Originally Posted by Raiders Army (Post 1903532)
That being said, unless they go out of business entirely, all four million jobs aren't going to be lost either.


and like i said, they aren't all going to be lost *at the same time*. it'd be staggered depending on the reserves the company has on hand. some may be able to last about a year, which hopefully would be enough time for a solution to be discovered. i don't quite think its a "here today, gone tomorrow" scenario we're being lead to believe it is.

Raiders Army 12-13-2008 10:12 AM

The other thing is, why don't GM, Ford, and Chrysler (can't call them the Big 3...if they were, then they wouldn't be in this mess) offer greatly discounted cars without warranties? There are ways around the warranty mess and I agree with HA that people will still buy cars with good deals.

I think you can also buy a warranty through a third party, so why not do that if you can negotiate the price down to cover the cost of it?

JPhillips 12-13-2008 10:56 AM

I think for a number of states lemon laws would get in the way of eliminating warranties, but I'm not sure.

GrantDawg 12-13-2008 11:57 AM

Quote:

Originally Posted by Raiders Army (Post 1903532)
I know the warranties would go away if the company were to close, but aren't we making a huge leap to say that bankruptcy will definitely lead to companies closing?



Huge leap? Not really. Not with experts saying they will not come out of bankruptcy. Instead of looking at this with your own personal view, you need to think about this as the average consumer. A new car is a major investment to the average person. Are they really going to gamble a good percentage of their income on buying a car from a company that might not exist next year?

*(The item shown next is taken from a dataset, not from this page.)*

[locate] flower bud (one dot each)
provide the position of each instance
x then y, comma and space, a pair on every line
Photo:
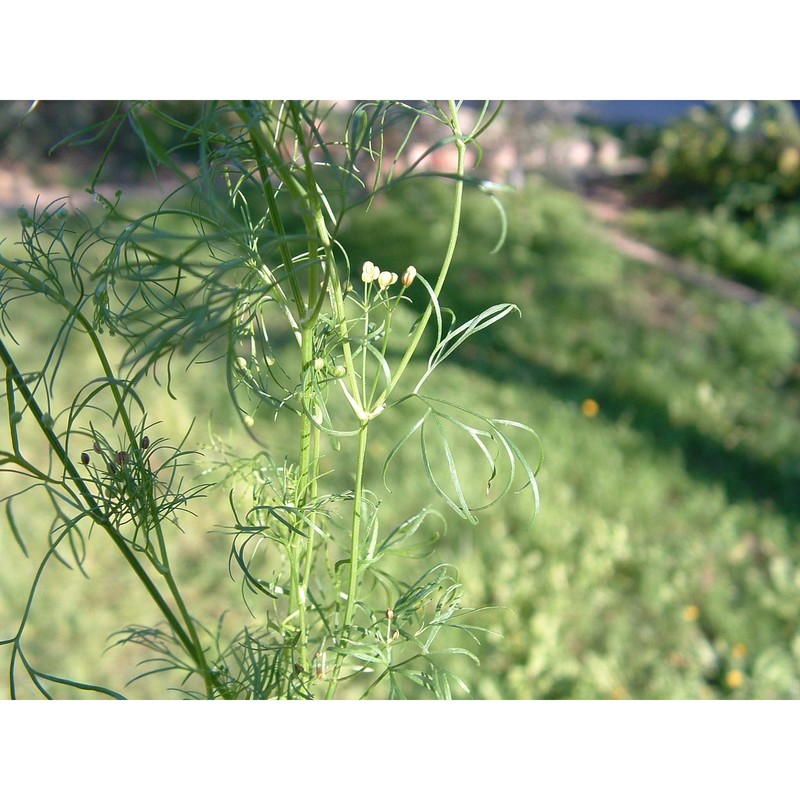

Also, their seems to a fallacy thinking here that price is the chief motivating factor in car purchases. If that were the case, then the US brands would have been killing the foreign makers since every like American vehicle has been selling for thousands less than the foreign counterparts for years. It might be the only factor that has kept them alive, but it has not been a great strategy to stay alive in the future.

People buy new cars based on a number of factors. Price is far from the only concern. Warranty, dependability, ease of service, and resell value are very important. All of those are going to take major hits for a company in bankruptcy, and the American makers were already behind in all of those factors, save warranty and ease of service. But with warranties not being with anything if the companies gone (and no, lemon laws won't help if the company is out of business), and New car dealers going under rapidily (I read a trade paper yesterday that predicted new car dealerships for the big three will shrink next year regardless of bail-out to the tune of 30% or more), the ease of service goes out the window as well.

If you think a bankrupt car maker is not going to drop 50-70% in sales numbers, then you are kidding yourself.